VIII Edición

Curso 2011 - 2012

Alejandro Quintana

Un preciado hallazgo

María Bonmatí, 16 años

                 Colegio Altozano (Alicante)  

El sol de agosto se reflejaba en el mar, haciendo del agua una fresca tentación. Ana sentía el calor en la arena. Mientras leía, la removía con los pies buscando algo de frescura. Alzó la cabeza para mirar la playa. La gente estaba amodorrada bajo las sombrillas y nada parecía llamar su atención: ni las gaviotas, ni el oleaje, ni el vendedor ambulante que gritaba su mercancía entre los veraneantes.

Continuó su lectura cuando, de pronto, su pie derecho tocó algo extraño. Asustada, aparto el pie y dejó el libro.

Era un objeto marrón. Lo desenterró con las manos.

<<¡Un corcho!>>, pensó defraudada. Un corcho como cualquier otro, con su forma cilíndrica y los grabados que se entrelazan. Sin embargo, fueron esas marcas las que llamaron su atención: cada línea de tinta se entrelazaba con otras dos que, a su vez, creaban una suerte de cadena.

Unas sombrillas más allá, Ángel abrió los ojos. Se levantó de la toalla mientras daba un gran bostezo, y estiró los brazos.

La tarde avanzaba y el sol ya no caía con tanta fuerza, así que decidió despertarse con un baño.

Ella también se levantó, atraída por el mar brillante, sin darse cuenta de que el corcho se le había caído. Al dirigirse hacia el mar, le dio una patada sin querer, enviándolo a los pies del muchacho, que lo recogió mientras ponía rumbo al agua.
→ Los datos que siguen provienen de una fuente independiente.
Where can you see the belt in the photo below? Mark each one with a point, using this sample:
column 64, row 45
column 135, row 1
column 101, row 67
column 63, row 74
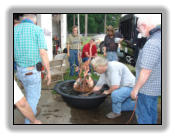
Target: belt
column 30, row 68
column 29, row 73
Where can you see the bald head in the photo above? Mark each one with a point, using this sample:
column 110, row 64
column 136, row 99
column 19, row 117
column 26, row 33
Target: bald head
column 30, row 16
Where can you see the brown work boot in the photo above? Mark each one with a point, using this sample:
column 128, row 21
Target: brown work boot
column 113, row 115
column 38, row 111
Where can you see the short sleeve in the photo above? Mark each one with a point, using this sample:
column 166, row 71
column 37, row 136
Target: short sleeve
column 151, row 54
column 105, row 44
column 85, row 48
column 41, row 40
column 115, row 76
column 81, row 39
column 101, row 80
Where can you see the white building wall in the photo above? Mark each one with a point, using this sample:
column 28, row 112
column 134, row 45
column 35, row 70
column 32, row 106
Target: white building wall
column 45, row 22
column 63, row 30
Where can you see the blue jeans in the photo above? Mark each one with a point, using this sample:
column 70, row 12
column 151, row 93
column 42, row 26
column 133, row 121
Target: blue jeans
column 84, row 60
column 32, row 86
column 121, row 100
column 146, row 111
column 112, row 56
column 73, row 60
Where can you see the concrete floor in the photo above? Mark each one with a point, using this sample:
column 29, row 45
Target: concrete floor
column 55, row 111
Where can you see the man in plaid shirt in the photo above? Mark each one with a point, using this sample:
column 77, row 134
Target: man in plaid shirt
column 29, row 49
column 148, row 71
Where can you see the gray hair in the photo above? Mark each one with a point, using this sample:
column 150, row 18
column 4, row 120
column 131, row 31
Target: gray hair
column 33, row 16
column 149, row 19
column 99, row 61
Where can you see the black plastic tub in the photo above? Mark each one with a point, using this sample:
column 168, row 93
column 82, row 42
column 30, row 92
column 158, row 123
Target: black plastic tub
column 78, row 99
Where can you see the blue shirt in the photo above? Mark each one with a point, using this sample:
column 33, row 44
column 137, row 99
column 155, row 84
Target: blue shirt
column 28, row 39
column 150, row 58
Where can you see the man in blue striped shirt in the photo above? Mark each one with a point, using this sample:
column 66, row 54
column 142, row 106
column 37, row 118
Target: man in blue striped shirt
column 30, row 49
column 148, row 71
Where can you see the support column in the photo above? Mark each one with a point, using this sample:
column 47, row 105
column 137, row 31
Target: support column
column 63, row 30
column 45, row 22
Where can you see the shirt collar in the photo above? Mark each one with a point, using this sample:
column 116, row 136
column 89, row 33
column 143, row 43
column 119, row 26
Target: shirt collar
column 27, row 21
column 158, row 28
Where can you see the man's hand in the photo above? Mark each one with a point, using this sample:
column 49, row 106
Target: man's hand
column 37, row 122
column 48, row 78
column 134, row 94
column 106, row 92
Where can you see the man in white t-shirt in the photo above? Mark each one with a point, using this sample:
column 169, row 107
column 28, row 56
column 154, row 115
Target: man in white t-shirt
column 120, row 81
column 22, row 104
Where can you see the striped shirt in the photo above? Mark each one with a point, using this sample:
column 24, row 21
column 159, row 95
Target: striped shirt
column 150, row 58
column 28, row 39
column 74, row 41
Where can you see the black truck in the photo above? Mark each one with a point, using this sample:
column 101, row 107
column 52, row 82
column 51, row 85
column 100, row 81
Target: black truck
column 131, row 43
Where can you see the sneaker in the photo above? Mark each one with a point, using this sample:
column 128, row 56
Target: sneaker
column 112, row 115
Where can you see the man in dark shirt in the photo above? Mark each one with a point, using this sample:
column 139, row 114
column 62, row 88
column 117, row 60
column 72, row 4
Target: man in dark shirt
column 111, row 42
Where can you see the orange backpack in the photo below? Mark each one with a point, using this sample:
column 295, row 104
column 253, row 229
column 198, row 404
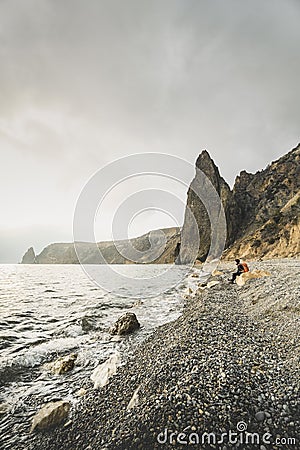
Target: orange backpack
column 246, row 268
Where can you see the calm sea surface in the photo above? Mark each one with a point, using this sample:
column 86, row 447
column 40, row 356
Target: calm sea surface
column 47, row 311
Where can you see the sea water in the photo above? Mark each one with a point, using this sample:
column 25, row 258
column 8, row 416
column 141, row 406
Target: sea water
column 47, row 311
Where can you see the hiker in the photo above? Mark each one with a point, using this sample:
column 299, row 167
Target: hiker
column 241, row 268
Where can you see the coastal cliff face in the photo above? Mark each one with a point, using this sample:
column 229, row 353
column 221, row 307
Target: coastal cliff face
column 262, row 219
column 262, row 209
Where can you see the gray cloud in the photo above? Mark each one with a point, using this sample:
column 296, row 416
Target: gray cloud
column 82, row 83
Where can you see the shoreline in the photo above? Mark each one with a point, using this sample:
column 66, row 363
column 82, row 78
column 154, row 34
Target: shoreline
column 230, row 358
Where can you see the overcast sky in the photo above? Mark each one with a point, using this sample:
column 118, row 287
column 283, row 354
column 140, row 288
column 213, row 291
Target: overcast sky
column 85, row 82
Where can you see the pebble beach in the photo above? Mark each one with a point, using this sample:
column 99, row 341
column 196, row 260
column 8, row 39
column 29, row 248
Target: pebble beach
column 224, row 375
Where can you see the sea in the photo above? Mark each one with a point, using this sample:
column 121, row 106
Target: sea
column 49, row 311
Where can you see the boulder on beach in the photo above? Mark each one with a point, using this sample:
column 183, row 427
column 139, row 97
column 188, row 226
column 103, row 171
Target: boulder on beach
column 61, row 365
column 126, row 324
column 244, row 277
column 50, row 415
column 104, row 371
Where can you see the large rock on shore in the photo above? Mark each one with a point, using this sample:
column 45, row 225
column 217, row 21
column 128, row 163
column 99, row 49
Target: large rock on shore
column 126, row 324
column 61, row 365
column 105, row 371
column 50, row 415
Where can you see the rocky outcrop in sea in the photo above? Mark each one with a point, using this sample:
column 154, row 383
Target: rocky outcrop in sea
column 262, row 218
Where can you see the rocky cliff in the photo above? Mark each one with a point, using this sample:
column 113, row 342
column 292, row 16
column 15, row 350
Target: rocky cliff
column 262, row 209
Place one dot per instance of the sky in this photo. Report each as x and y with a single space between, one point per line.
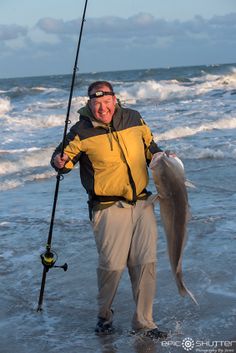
40 37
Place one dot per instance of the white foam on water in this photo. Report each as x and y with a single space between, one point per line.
9 184
173 89
5 106
184 131
33 159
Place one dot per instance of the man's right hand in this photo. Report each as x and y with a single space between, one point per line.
59 161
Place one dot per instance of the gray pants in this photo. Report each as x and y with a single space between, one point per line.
126 236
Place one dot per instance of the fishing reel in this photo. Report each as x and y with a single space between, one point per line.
49 259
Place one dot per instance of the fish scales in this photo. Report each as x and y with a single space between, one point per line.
169 178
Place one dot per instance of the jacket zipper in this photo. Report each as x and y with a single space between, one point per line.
109 134
131 180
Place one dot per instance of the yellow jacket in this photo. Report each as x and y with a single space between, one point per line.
113 158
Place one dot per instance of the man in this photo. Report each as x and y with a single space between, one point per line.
114 146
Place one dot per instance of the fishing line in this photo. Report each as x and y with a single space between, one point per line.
49 257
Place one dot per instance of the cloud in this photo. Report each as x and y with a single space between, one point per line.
9 32
115 43
141 25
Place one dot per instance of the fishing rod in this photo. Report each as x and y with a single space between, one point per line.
49 257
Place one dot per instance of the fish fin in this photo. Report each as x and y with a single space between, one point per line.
152 199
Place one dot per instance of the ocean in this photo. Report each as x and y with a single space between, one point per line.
191 111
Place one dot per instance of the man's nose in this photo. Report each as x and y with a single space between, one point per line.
102 106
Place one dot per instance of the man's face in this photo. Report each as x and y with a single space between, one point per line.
103 108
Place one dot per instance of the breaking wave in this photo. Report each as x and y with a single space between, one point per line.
180 132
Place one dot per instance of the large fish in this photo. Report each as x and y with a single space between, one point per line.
169 178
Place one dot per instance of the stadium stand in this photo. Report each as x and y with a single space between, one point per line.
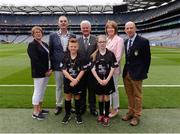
16 22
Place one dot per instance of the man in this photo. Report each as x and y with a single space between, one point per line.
57 46
87 44
137 62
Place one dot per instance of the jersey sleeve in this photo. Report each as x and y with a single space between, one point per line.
114 63
63 64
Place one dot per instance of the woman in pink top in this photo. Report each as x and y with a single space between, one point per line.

Ángel lo miró extrañado. Algo en el tapón le resultó atractivo: tal vez esos curiosos grabados que creaban formas que despertaron su imaginación. Sonrió, pues era capaz de ver aquellas líneas convertidas en un ave, un pez o un dragón… Volvió a mirarlo: no, aquello sin duda dibujaba un corazón.

El corcho lo dejó tan absorto que no se dio cuenta de que había llegado a la orilla. Se adentró en el mar. Cuando el agua le llegaba a la cintura, una pelota cayó a su lado al tiempo que se le escapaba el corcho a causa de la impresión.

Actuó con rapidez: nadó para alcanzar el tapón que le tenía cautivado.

Ana se mecía al compás de las olas. Agradecía su caricia refrescante. Cerró los ojos y se dejó llevar por el vaivén caprichoso de la marea. Era la primera vez del día que lograba relajarse. Sumida en ese estado pasivo, se le fue el santo al cielo. Cuando recuperó la conciencia de la realidad, no sabía cuánto llevaba a la deriva. Eso sí, descubrió un pequeño objeto flotante.

<<No puede ser>>, se estremeció. Era un tapón como el que se había encontrado antes, enterrado en la arena. Los mismos dibujos, la misma forma… Tenía que ser el mismo.

Lo apretó en la mano y volvió a dejarse flotar.

Mientras tanto, Ángel nadaba sin rumbo, dejando a la izquierda la orilla y a la derecha un mar sin fin. Un, dos, tres, respiración. Un, dos, tres, respiración... Con brazadas fuertes y largas que le impulsaban, la mente de Ángel se concentraba en el tapón: brazada..., lo había perdido; brazada..., era bonito; brazada..., ¿lo volvería a encontrar?; respiración.

Se cansó de nadar y de pensar. Decidió volver a la arena. Sólo tenía que regresar a la orilla para, una vez allí, caminar hasta su sombrilla. Poco a poco fue avanzando por el agua, cruzándose con algunas personas a quienes no prestó atención, hasta que vio su tapón en las manos de una chica.

Se acercó a ella, para reclamarlo, pero el rostro de aquella muchacha le hacía olvidar momentáneamente aquel objeto, por su sonrisa, por sus ojos. Cuando la tuvo a su lado, sólo quería saber de ella.

Ana levantó la vista. ¿Aquel chico le miraba a ella? Eso le parecía. Sonrió tímida y él le respondió con otra sonrisa. Lo miró a los ojos y soltó el corcho que sostenía en la mano.

Un tapón de corcho se fue alejando por la superficie del mar, mientras Ángel y Ana tejían un lazo invisible, el de su más preciado hallazgo.